Bari cambia volto, grazie al Piano Nazionale delle Città

Il Governo ha di recente deliberato un Piano Nazionale delle Città, un fondo da destinare a 28 comuni italiani per consentirne la rigenerazione delle aree urbane. Bari avrà diritto a un contributo di 8 milioni e 200mila euro.
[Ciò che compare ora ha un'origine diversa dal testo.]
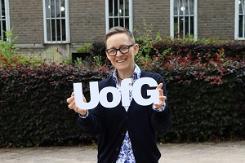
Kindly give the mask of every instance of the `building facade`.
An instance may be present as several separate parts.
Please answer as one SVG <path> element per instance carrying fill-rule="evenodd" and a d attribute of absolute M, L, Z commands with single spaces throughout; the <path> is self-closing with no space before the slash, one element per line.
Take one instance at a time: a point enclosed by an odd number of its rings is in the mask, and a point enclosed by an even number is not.
<path fill-rule="evenodd" d="M 20 49 L 71 53 L 117 25 L 163 37 L 245 39 L 245 0 L 1 0 L 0 10 L 0 39 L 11 29 Z"/>

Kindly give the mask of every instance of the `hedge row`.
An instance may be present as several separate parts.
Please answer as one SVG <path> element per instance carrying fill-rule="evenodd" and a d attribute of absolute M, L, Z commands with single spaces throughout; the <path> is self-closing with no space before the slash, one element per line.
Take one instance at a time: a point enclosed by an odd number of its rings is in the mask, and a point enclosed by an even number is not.
<path fill-rule="evenodd" d="M 172 128 L 159 135 L 160 141 L 245 139 L 244 68 L 224 75 L 219 85 L 187 71 L 156 71 L 165 75 L 172 114 Z M 0 147 L 91 142 L 66 98 L 73 82 L 88 84 L 106 76 L 62 65 L 0 68 Z"/>
<path fill-rule="evenodd" d="M 183 40 L 153 40 L 137 39 L 142 55 L 155 56 L 164 55 L 192 55 L 194 57 L 213 57 L 217 53 L 222 53 L 226 57 L 245 58 L 245 44 L 234 41 L 202 42 L 202 41 L 183 41 Z M 105 45 L 103 42 L 92 44 L 91 55 L 105 57 Z"/>

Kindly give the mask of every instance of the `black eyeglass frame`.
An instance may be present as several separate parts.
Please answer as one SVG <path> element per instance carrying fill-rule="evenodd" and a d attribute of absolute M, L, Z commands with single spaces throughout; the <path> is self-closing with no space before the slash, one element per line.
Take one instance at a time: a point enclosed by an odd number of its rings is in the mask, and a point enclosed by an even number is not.
<path fill-rule="evenodd" d="M 134 44 L 131 44 L 131 45 L 122 45 L 120 48 L 110 48 L 110 49 L 106 49 L 105 52 L 109 55 L 109 56 L 116 56 L 117 55 L 117 52 L 120 51 L 121 54 L 127 54 L 129 52 L 129 49 L 134 46 Z M 126 48 L 127 47 L 127 48 Z M 122 49 L 123 48 L 126 48 L 127 49 L 127 52 L 122 52 Z M 109 53 L 110 50 L 116 50 L 115 54 L 111 55 Z"/>

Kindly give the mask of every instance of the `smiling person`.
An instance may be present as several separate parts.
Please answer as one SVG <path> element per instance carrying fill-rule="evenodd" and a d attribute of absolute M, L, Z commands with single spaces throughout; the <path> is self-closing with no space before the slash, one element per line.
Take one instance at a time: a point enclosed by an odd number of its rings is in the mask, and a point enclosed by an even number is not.
<path fill-rule="evenodd" d="M 134 57 L 139 51 L 133 34 L 123 27 L 113 27 L 105 37 L 106 55 L 114 67 L 113 73 L 99 82 L 104 87 L 116 87 L 129 78 L 132 84 L 139 78 L 150 77 L 158 82 L 159 103 L 147 106 L 137 104 L 130 89 L 129 106 L 122 103 L 115 108 L 98 105 L 86 110 L 75 105 L 74 96 L 67 99 L 68 107 L 79 113 L 78 122 L 84 131 L 98 136 L 98 163 L 157 163 L 161 154 L 156 144 L 156 132 L 166 132 L 170 126 L 170 115 L 166 101 L 163 78 L 153 72 L 140 69 Z M 141 95 L 147 98 L 147 85 Z M 86 100 L 86 99 L 83 99 Z M 108 95 L 108 101 L 112 96 Z"/>

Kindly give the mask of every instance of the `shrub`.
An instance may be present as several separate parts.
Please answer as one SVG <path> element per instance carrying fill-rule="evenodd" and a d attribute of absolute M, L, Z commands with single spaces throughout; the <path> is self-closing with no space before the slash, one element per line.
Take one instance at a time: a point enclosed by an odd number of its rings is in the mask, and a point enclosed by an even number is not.
<path fill-rule="evenodd" d="M 162 142 L 245 138 L 245 71 L 234 67 L 214 82 L 210 69 L 155 69 L 165 76 L 172 129 Z M 153 71 L 153 70 L 151 70 Z M 0 68 L 0 146 L 42 146 L 92 142 L 67 108 L 73 82 L 101 80 L 108 72 L 64 65 Z M 215 72 L 217 73 L 217 72 Z M 198 77 L 197 77 L 198 76 Z"/>

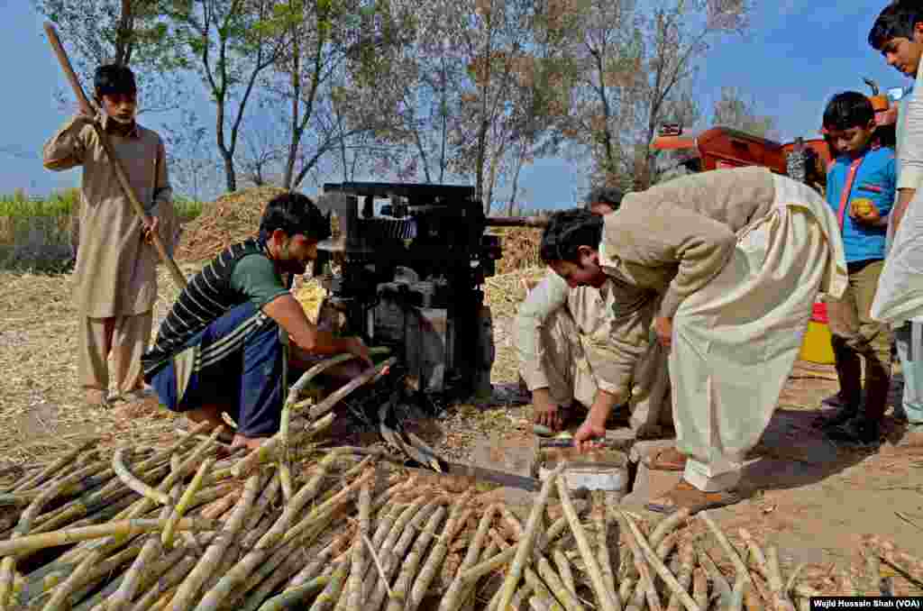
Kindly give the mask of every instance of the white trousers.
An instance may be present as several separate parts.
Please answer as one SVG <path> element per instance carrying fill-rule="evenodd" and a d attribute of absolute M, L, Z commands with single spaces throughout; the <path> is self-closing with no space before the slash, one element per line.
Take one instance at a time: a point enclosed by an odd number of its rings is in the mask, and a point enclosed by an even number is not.
<path fill-rule="evenodd" d="M 677 448 L 689 456 L 684 478 L 700 490 L 739 482 L 744 457 L 769 425 L 797 358 L 833 257 L 821 224 L 829 227 L 830 219 L 819 220 L 829 209 L 797 185 L 780 188 L 777 181 L 776 205 L 740 232 L 728 264 L 674 317 Z"/>

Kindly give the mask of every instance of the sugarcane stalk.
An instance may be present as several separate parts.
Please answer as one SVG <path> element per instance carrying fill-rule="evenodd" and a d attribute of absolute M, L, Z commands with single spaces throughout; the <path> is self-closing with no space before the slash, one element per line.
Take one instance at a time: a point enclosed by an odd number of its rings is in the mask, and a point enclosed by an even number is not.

Il progetto predisposto dall’Amministrazione comunale di Bari riguarda in particolare la riqualificazione del lungomare ovest (San Girolamo – Fesca) e delle vie di collegamento tra i poli logistici cittadini rappresentati dalla stazione centrale e dal porto. I fondi saranno impiegati per ripensare completamente l’asse che collega la stazione centrale al lungomare – che comprende via Sparano (nella foto, com’è/come sarà) – e per realizzare una pista ciclabile, corredata di opere a verde e arredo urbano, che dal quartiere San Girolamo raggiunge la stazione.

L’assessore comunale all’Urbanistica Elio Sannicandro ha ricordato come gli interventi finanziati rientrino in un quadro molto più ampio di progettazione urbana che interessa tutto il versante ovest della città. «Un anno fa il Ministero ci ha chiesto se avessimo pronti dei progetti di rigenerazione urbana: ci è sembrata l’occasione giusta per proporre a finanziamento la riconnessione di un quartiere periferico, come San Girolamo, al cuore della città attraverso la realizzazione di un percorso ciclabile che ci consentirà di immettere in un tessuto urbano oggettivamente degradato elementi di arredo e nuovo verde. La riqualificazione di via Sparano – ha aggiunto – ci offre invece la possibilità di ripensare positivamente l’asse che dalla stazione raggiunge la città vecchia, una sorta di dorsale del commercio cittadino».

Entro marzo sarà formalizzato col Governo centrale un contratto di valorizzazione, cui seguiranno apposite convenzioni che regolamenteranno le modalità di erogazione dei fondi e di rendicontazione. Nel frattempo gli uffici comunali procederanno alla redazione dei progetti esecutivi e all’acquisizione dei necessari pareri tecnici. Formalizzata la convenzione col Ministero delle Infrastrutture e dei Trasporti, si procederà all’appalto delle opere.